Désormais inexorablement intrigué par cette question soudaine qui avait surgi dans son esprit comme un tentateur point d’interrogation, l’auditeur invisible commença à se mouvoir, faisant glisser aussi délicatement que possible ses membres engourdis le long de l’écorce de son perchoir pour jeter un œil prudent hors de son rideau protecteur végétal, prenant soin de ne laisser autant que faire se pouvait qu’une de ses pupilles à découvert, celle-ci observant avec une discrète diligence avide pour trouver la réponse à la question du curieux homme-loup.
La musique provenait d’une chambre de ce qui étaient manifestement les dortoirs du lycée, et était proche, plus proche que ne l’aurait cru Saïl, cela tenant au fait que le chêne était attenant à la façade du bâtiment, ses plus longs membres de bois frottant par intermittences contre la paroi de béton sous la brise.

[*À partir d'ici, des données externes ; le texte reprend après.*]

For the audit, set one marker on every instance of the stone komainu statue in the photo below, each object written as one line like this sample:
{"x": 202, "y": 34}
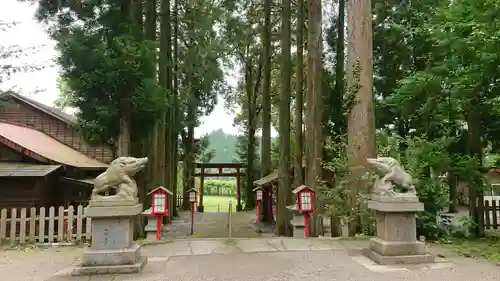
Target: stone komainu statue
{"x": 119, "y": 176}
{"x": 393, "y": 173}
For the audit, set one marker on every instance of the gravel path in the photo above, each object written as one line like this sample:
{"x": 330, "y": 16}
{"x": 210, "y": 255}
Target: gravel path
{"x": 269, "y": 259}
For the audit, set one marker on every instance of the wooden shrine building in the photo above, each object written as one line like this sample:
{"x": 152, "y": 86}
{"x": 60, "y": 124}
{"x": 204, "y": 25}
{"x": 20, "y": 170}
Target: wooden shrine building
{"x": 44, "y": 161}
{"x": 220, "y": 170}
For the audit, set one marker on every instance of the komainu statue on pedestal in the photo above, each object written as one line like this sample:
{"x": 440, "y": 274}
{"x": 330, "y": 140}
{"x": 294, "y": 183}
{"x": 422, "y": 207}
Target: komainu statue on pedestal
{"x": 119, "y": 176}
{"x": 393, "y": 174}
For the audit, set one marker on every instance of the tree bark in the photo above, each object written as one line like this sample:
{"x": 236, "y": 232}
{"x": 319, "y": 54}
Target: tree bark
{"x": 166, "y": 31}
{"x": 314, "y": 112}
{"x": 361, "y": 127}
{"x": 176, "y": 118}
{"x": 266, "y": 104}
{"x": 299, "y": 98}
{"x": 476, "y": 200}
{"x": 284, "y": 190}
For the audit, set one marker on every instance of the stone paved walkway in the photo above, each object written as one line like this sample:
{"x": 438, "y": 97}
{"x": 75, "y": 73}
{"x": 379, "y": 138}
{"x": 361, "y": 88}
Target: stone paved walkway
{"x": 269, "y": 259}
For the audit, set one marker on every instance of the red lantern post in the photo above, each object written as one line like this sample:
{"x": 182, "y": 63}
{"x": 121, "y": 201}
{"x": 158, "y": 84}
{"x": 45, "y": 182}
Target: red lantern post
{"x": 159, "y": 207}
{"x": 259, "y": 193}
{"x": 305, "y": 196}
{"x": 192, "y": 193}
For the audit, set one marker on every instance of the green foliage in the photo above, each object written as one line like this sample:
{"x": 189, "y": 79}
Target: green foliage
{"x": 223, "y": 145}
{"x": 10, "y": 55}
{"x": 220, "y": 187}
{"x": 106, "y": 68}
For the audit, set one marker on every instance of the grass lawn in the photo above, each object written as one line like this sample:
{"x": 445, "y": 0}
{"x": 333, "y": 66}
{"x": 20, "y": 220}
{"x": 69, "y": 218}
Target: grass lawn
{"x": 218, "y": 203}
{"x": 486, "y": 248}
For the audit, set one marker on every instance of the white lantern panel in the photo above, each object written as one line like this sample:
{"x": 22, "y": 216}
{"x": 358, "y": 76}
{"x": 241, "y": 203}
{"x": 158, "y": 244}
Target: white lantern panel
{"x": 305, "y": 200}
{"x": 192, "y": 196}
{"x": 159, "y": 203}
{"x": 259, "y": 195}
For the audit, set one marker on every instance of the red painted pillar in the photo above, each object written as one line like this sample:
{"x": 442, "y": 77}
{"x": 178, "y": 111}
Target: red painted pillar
{"x": 238, "y": 191}
{"x": 202, "y": 177}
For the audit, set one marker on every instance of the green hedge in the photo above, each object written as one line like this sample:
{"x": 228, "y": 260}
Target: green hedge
{"x": 220, "y": 187}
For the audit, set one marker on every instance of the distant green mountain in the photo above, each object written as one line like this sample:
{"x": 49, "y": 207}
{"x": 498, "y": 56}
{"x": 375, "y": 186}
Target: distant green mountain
{"x": 224, "y": 146}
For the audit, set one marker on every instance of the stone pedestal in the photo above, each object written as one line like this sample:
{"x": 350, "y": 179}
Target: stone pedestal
{"x": 297, "y": 222}
{"x": 396, "y": 241}
{"x": 112, "y": 249}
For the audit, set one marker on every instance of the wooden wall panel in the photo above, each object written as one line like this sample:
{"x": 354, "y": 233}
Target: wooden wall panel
{"x": 29, "y": 116}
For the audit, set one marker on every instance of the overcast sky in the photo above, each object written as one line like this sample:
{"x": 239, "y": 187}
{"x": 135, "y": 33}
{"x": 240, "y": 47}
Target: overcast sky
{"x": 42, "y": 86}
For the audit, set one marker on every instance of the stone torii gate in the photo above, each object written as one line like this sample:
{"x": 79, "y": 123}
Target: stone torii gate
{"x": 238, "y": 172}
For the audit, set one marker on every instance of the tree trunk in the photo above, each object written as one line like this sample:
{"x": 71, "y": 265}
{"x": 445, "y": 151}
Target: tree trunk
{"x": 176, "y": 118}
{"x": 166, "y": 43}
{"x": 284, "y": 190}
{"x": 189, "y": 151}
{"x": 299, "y": 98}
{"x": 361, "y": 127}
{"x": 266, "y": 104}
{"x": 476, "y": 200}
{"x": 452, "y": 185}
{"x": 338, "y": 94}
{"x": 150, "y": 143}
{"x": 314, "y": 112}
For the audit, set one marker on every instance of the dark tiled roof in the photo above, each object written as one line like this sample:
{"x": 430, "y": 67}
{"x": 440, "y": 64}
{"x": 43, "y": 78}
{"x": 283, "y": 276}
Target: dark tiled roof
{"x": 45, "y": 146}
{"x": 81, "y": 181}
{"x": 55, "y": 112}
{"x": 272, "y": 177}
{"x": 26, "y": 170}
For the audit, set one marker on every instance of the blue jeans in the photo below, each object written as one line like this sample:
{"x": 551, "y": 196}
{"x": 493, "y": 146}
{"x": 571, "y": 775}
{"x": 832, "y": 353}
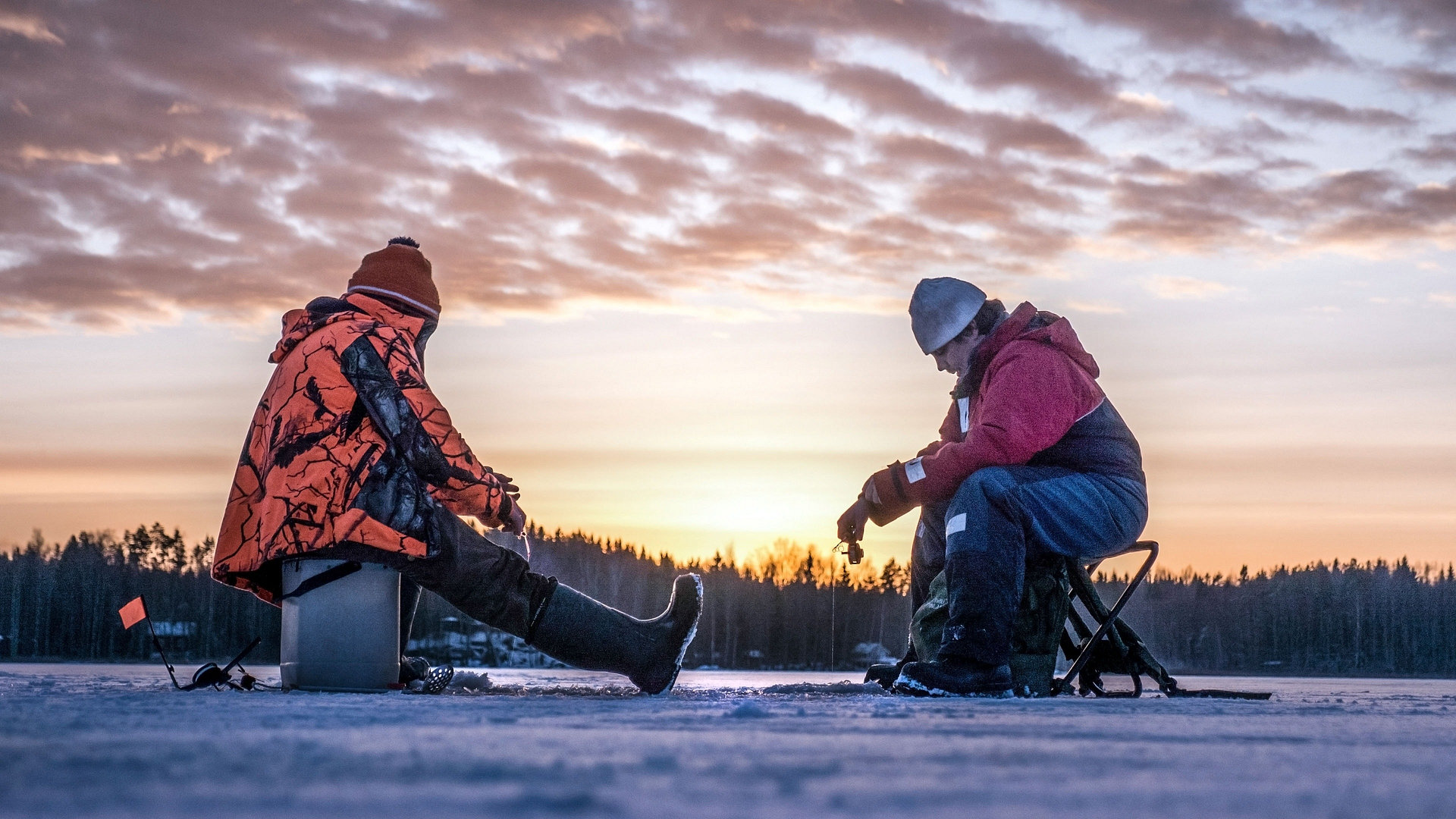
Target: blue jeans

Ainsi, d’une fenêtre entrouverte qui ne se trouvait qu’à quelques mètres à peine de sa position, ouvrant sur une petite pièce qu’il aurait pu rejoindre d’un bond, il put apercevoir la personne qui produisait quelque chose d’aussi délectable, l’esprit étonnamment rempli d’un mélange d’attention et d’appréhension, comme s’il eût été sur le point de s'insinuer du regard dans un saint des saints, pénétré d’un début d’agitation peu commode pour à la fois garder son équilibre, ne pas se faire remarquer, et détailler le ou la violoniste mystère.